The U.K. economy demonstrated stronger than anticipated growth in November, primarily driven by the services sector. While concerns regarding a recession in the second half of 2023 still linger, recent figures offer a glimmer of hope.

According to information released by the Office for National Statistics on Friday, gross domestic product (GDP) increased by 0.3% compared to the previous month. This surpassed expectations, as economists polled by The Wall Street Journal had predicted a growth rate of just 0.2%.

However, it is important to note that this growth only reverses a 0.3% contraction observed in October, meaning the country remains in a delicate economic state. The ONS cautioned that if there is no expansion in December, the final quarter of 2023 will experience stagnant growth.

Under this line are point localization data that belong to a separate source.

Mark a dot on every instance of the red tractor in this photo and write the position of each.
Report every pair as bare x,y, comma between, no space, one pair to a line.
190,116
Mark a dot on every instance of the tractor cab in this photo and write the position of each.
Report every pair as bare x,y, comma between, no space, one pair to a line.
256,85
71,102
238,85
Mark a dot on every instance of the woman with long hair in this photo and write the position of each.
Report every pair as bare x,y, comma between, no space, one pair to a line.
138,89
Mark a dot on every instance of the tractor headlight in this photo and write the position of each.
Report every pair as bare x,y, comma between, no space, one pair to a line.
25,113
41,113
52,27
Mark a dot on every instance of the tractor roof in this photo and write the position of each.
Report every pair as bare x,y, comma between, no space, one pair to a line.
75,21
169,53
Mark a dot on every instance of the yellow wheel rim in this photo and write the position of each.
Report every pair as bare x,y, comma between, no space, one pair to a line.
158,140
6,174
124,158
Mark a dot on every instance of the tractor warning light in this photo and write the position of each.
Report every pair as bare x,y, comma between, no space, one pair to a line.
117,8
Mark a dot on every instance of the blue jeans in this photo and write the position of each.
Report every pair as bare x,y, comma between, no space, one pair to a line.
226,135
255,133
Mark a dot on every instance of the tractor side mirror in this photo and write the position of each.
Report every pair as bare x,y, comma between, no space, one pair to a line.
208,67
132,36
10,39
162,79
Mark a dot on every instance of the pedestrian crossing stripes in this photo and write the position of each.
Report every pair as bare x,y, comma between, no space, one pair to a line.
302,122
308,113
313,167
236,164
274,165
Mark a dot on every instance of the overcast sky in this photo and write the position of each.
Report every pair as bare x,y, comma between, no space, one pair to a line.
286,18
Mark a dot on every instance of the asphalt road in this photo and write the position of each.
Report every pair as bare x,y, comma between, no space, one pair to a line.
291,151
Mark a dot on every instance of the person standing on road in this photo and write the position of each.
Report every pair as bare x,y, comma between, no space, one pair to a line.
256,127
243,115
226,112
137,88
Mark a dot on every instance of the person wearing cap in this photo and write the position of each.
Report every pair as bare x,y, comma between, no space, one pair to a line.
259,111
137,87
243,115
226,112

On a more stable three-month basis, GDP contracted by 0.2% from September to November when compared to the previous three months. In the third quarter, the U.K. economy shrank by 0.1%. Sustaining this decline for two subsequent quarters would officially classify the economy as being in a technical recession.

Grant Fitzner, Chief Economist at the ONS, stated that despite these recent figures, the overall long-term outlook portrays an economy with limited growth over the past year.

Samuel Tombs, Chief U.K. Economist at Pantheon Macroeconomics, acknowledged the possibility of a second consecutive quarterly decline but emphasized that labeling it as a recession would be overstating matters. He cited rising employment rates and the recovery of business and consumer confidence as factors mitigating the potential impact of a slight drop in GDP.

Looking ahead, there is optimism that the economy could gain momentum with the aid of rate cuts, leading to increased consumer spending and improved real incomes. FactSet data suggests that economic growth in 2024 may reach 0.4%.

Services Sector Shows Growth in November

The services sector in the UK experienced a 0.4% growth in November, following a slight decline of 0.1% in October, according to the Office for National Statistics (ONS). This increase was primarily driven by a rise in the information-and-communications sector. The resurgence of consumer-facing industries can be attributed to the recovery from Storm Babet's impact in October, as well as the delayed school holidays in certain regions. Additionally, reduced industrial action positively influenced activity in sectors such as health, transport, and TV and film production.

Although this growth in services output is promising, it may also raise concerns at the Bank of England. The central bank has been closely monitoring inflation in the sector as part of its efforts to control rising prices. An increase in demand within the services sector could potentially lead to price hikes.

Money markets are already factoring in the possibility of a rate cut at the Bank of England's May meeting, as indicated by Refinitiv data following the release of GDP figures.

Industrial Production and Construction Output

In November, industrial production witnessed a growth of 0.3% compared to a decline of 1.3% in October. This positive development was largely driven by a recovery in the manufacturing sector. However, construction output experienced a decrease of 0.2% following a 0.4% fall in October. This slowdown indicates ongoing challenges within the UK's housing sector, which has been particularly affected by high interest rates.

Predictions for Wage Growth and Inflation

Ed Frankl, an industry expert, highlighted the possibility of lingering constraints on domestic supply impeding wage growth and services inflation from declining as swiftly as anticipated. This perspective challenges the prevailing expectation of an interest rate cut from the Bank of England in mid-2024 and suggests that it may not occur until later that year.

Current market trends show that money markets are pricing in a potential early rate cut, with June being the most likely timeframe. However, Refinitiv data also suggests a high probability of a rate cut as early as May.